Perinatal testosterone exposure potentiates vascular dysfunction by ERβ suppression in endothelial progenitor cells

• Published in: PloS one Vol. 12; no. 8; p. e0182945
• Main Authors: Xie, Weiguo, Ren, Mingming, Li, Ling, Zhu, Yin, Chu, Zhigang, Zhu, Zhigang, Ruan, Qiongfang, Lou, Wenting, Zhang, Haimou, Han, Zhen, Huang, Xiaodong, Xiang, Wei, Wang, Tao, Yao, Paul
• Format: Journal Article
• Language: English
• Published: United States Public Library of Science 15.08.2017; Public Library of Science (PLoS)

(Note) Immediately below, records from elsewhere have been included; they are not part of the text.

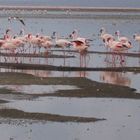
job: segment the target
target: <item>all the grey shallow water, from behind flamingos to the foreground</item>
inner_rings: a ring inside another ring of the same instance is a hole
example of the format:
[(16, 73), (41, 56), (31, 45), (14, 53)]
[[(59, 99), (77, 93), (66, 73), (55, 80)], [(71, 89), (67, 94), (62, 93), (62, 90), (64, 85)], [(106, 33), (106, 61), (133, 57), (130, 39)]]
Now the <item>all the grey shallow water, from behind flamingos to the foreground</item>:
[[(99, 38), (99, 30), (105, 27), (107, 31), (114, 34), (116, 30), (120, 30), (122, 35), (128, 36), (133, 44), (133, 48), (129, 52), (136, 53), (139, 51), (139, 43), (133, 39), (134, 33), (139, 33), (140, 19), (119, 19), (119, 18), (89, 18), (89, 19), (66, 19), (66, 18), (26, 18), (24, 17), (26, 26), (23, 27), (18, 21), (8, 22), (7, 18), (0, 18), (0, 35), (5, 33), (7, 28), (12, 29), (12, 34), (19, 33), (21, 28), (25, 28), (26, 33), (51, 35), (56, 31), (61, 36), (68, 36), (74, 29), (79, 30), (80, 36), (93, 39), (90, 51), (106, 51), (102, 40)], [(54, 54), (63, 54), (54, 51)], [(74, 58), (56, 59), (56, 58), (18, 58), (24, 63), (50, 64), (56, 66), (81, 66), (81, 67), (118, 67), (118, 66), (140, 66), (140, 59), (137, 57), (126, 57), (125, 62), (120, 64), (119, 58), (112, 61), (112, 55), (87, 54), (81, 65), (79, 54), (73, 53)], [(84, 59), (84, 58), (83, 58)], [(1, 57), (4, 62), (4, 58)], [(14, 62), (14, 59), (10, 59)], [(22, 72), (29, 73), (38, 77), (87, 77), (91, 80), (106, 82), (112, 84), (120, 84), (136, 88), (140, 92), (139, 73), (120, 73), (120, 72), (58, 72), (58, 71), (39, 71), (39, 70), (16, 70), (0, 68), (1, 72)], [(7, 85), (6, 85), (7, 86)], [(15, 85), (16, 87), (17, 85)], [(9, 87), (9, 86), (8, 86)], [(13, 87), (10, 87), (10, 89)], [(77, 87), (65, 86), (64, 89), (75, 89)], [(57, 86), (18, 86), (17, 90), (22, 92), (44, 93), (44, 91), (55, 92), (63, 89), (61, 85)], [(14, 88), (15, 90), (15, 88)], [(9, 99), (10, 100), (10, 99)], [(139, 140), (140, 137), (140, 102), (139, 100), (128, 99), (112, 99), (112, 98), (58, 98), (58, 97), (40, 97), (35, 100), (13, 100), (10, 103), (0, 104), (0, 108), (15, 108), (27, 112), (53, 113), (61, 115), (78, 115), (86, 117), (106, 118), (105, 121), (96, 123), (56, 123), (56, 122), (36, 122), (36, 123), (16, 123), (1, 122), (0, 136), (2, 139), (14, 140)], [(15, 121), (15, 120), (14, 120)]]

• Subjects: 17β-Estradiol; Aging; Aging (artificial); Androgens; Animals; Biology and Life Sciences; Biotechnology; Blotting, Western; Bone marrow; Bone marrow transplantation; Cardiovascular diseases; Cardiovascular system; Cells (biology); Childrens health; Chromatin Immunoprecipitation; Deoxyribonucleic acid; DNA; DNA Damage; DNA Methylation; Endothelial cells; Endothelial Progenitor Cells - drug effects; Endothelial Progenitor Cells - metabolism; Endothelium; Epigenetics; ERRalpha Estrogen-Related Receptor; Estradiol - pharmacology; Estrogen Receptor beta - genetics; Estrogen Receptor beta - metabolism; Estrogen receptors; Estrogens; Exposure; Fatty acids; Female; Geriatrics; Heart diseases; Heart surgery; Hypertension; Male; Maternal & child health; Medicine and Health Sciences; Men; Metabolism; Mice; Mice, Inbred C57BL; Mitochondria; Offspring; Oxygen; Pediatrics; Perinatal exposure; Phosphorylation; Phosphorylation - drug effects; Proteins; Radioimmunoassay; Reactive oxygen species; Reactive Oxygen Species - pharmacology; Real-Time Polymerase Chain Reaction; Receptors, Estrogen - genetics; Receptors, Estrogen - metabolism; RNA, Small Interfering - genetics; Senescence; Sex hormones; SIRT1 protein; Stem cell transplantation; Stem cells; Superoxide dismutase; Superoxide Dismutase - metabolism; Testosterone; Testosterone - pharmacology; Transplantation; Vascular system
• ISSN: 1932-6203; 1932-6203
• DOI: 10.1371/journal.pone.0182945

Recent clinical cohort study shows that testosterone therapy increases cardiovascular diseases in men with low testosterone levels, excessive circulating androgen levels may play a detrimental role in the vascular system, while the potential mechanism and effect of testosterone exposure on the vascular function in offspring is still unknown. Our preliminary results showed that perinatal testosterone exposure in mice induces estrogen receptor β (ERβ) suppression in endothelial progenitor cells (EPCs) in offspring but not mothers, while estradiol (E2) had no effect. Further investigation showed that ERβ suppression is due to perinatal testosterone exposure-induced epigenetic changes with altered DNA methylation on the ERβ promoter. During aging, EPCs with ERβ suppression mobilize to the vascular wall, differentiate into ERβ-suppressed mouse endothelial cells (MECs) with downregulated expression of SOD2 (mitochondrial superoxide dismutase) and ERRα (estrogen-related receptor α). This results in reactive oxygen species (ROS) generation and DNA damage, and the dysfunction of mitochondria and fatty acid metabolism, subsequently potentiating vascular dysfunction. Bone marrow transplantation of EPCs that overexpressed with either ERβ or a SIRT1 single mutant SIRT1-C152(D) that could modulate SIRT1 phosphorylation significantly ameliorated vascular dysfunction, while ERβ knockdown worsened the problem. We conclude that perinatal testosterone exposure potentiates vascular dysfunction through ERβ suppression in EPCs.